Show that $\Bbb{E}(e^{sX-s^2/2+tY-t^2/2})=e^{st\Bbb{E}(XY)}$ for standard jointly normal random variables $(X,Y)$

68 Views Asked by At

Let $X,Y$ be two normal random variables such that $\Bbb{E}(X)=0,\;\Bbb{E}(Y)=0,\;V(X)=1,\;V(Y)=1.$

I would like to prove that for all $s,t\in\Bbb{R}$ we have $$\Bbb{E}\bigl(\exp(sX-s^2/2)\exp(tY-t^2/2)\bigr)=\exp(st\Bbb{E}(XY)).$$

As $X,Y$ are not independent I am not sure how can I tackle this problem. For exemple, I don't know the density $f_{XY}.$

EDIT: I have badly translated the problem (english to french). Indeed the assumption is 'with joint Gaussian distribution'.

2

There are 2 best solutions below

0
On BEST ANSWER

Assuming furthermore that $(X,Y)$ is jointly normal, one knows that there exists some standard normal random variable $Z$ independent of $X$ such that $Y=uX+vZ$ with $u=E(XY)$ and $u^2+v^2=1$.

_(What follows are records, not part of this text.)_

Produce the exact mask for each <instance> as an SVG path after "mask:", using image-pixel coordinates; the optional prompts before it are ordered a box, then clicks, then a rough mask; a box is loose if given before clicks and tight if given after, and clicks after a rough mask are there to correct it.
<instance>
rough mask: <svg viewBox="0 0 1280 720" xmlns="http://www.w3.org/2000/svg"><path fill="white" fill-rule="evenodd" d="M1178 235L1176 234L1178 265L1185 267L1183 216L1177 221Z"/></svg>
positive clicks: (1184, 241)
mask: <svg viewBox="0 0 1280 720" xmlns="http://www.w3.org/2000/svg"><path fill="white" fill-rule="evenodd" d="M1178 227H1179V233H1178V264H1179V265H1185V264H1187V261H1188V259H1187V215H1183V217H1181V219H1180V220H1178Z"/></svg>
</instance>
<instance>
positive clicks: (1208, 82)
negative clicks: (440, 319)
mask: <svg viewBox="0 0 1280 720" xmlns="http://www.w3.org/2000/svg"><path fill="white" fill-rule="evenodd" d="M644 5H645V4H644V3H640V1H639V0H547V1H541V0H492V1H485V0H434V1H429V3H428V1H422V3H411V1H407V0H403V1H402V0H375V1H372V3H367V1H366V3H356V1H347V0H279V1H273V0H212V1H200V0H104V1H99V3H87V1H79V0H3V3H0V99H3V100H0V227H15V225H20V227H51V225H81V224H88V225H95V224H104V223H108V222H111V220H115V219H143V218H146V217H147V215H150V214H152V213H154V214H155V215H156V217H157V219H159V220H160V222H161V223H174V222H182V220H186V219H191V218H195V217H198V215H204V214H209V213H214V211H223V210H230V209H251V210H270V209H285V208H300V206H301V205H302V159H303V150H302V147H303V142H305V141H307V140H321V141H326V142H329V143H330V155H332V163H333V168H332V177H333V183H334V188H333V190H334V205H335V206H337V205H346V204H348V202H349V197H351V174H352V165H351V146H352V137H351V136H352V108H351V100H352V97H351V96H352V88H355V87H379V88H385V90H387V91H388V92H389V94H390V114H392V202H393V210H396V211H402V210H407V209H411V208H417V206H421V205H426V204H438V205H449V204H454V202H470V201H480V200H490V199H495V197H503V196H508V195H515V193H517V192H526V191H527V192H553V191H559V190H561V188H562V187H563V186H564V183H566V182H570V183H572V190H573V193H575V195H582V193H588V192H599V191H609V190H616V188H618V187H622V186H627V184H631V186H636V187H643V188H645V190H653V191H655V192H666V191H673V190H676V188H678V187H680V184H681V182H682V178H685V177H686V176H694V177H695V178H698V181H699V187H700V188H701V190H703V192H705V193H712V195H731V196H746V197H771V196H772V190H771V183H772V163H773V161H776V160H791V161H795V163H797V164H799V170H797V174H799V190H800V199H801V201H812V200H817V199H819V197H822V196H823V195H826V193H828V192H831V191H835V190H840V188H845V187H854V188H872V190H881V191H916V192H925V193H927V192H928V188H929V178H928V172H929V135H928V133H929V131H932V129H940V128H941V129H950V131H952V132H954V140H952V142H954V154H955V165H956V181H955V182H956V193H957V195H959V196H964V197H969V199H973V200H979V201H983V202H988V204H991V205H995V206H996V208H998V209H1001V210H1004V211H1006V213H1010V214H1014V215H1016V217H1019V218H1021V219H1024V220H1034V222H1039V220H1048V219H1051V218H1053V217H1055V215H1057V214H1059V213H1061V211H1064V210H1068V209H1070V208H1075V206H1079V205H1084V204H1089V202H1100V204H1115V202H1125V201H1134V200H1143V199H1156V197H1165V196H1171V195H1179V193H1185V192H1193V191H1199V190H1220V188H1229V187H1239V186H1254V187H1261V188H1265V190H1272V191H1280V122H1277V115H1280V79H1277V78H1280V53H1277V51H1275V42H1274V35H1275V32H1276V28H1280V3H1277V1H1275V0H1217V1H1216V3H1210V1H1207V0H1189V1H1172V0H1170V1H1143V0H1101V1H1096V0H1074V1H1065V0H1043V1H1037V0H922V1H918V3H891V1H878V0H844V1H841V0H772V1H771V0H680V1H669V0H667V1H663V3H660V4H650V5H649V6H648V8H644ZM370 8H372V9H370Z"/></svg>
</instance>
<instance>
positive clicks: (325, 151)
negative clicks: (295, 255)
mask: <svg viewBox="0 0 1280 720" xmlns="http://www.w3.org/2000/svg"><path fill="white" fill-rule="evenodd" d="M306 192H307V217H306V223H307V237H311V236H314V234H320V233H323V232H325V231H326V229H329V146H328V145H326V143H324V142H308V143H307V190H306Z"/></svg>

Then, by independence of $X$ and $Z$, the desired expectation $$(\ast):=E(e^{sX-s^2/2+tY-t^2/2})$$ is $$(\ast)=E(e^{sX-s^2/2+t(uX+vZ)-t^2/2})=E(e^{(s+tu)X})E(e^{tvZ})e^{-s^2/2-t^2/2}$$ Using the identity $$E(e^{aX})=E(e^{aZ})=e^{a^2/2}$$ for every $a$, one sees that $$(\ast)=e^{(s+ut)^2/2}e^{(tv)^2/2}e^{-s^2/2-t^2/2}=e^{ust}$$ that is, the desired result.

0
On

This is false. Without some assumption on joint distribution we cannot prove this. In fact, the stated equation gives a formula for $Ee^{sX+tY}$ and using this we can easily see that $(X,Y)$ has a 2-dimensional normal distribution. This is absurd since the fact that marginals are normal does not imply that the joint distribution is normal.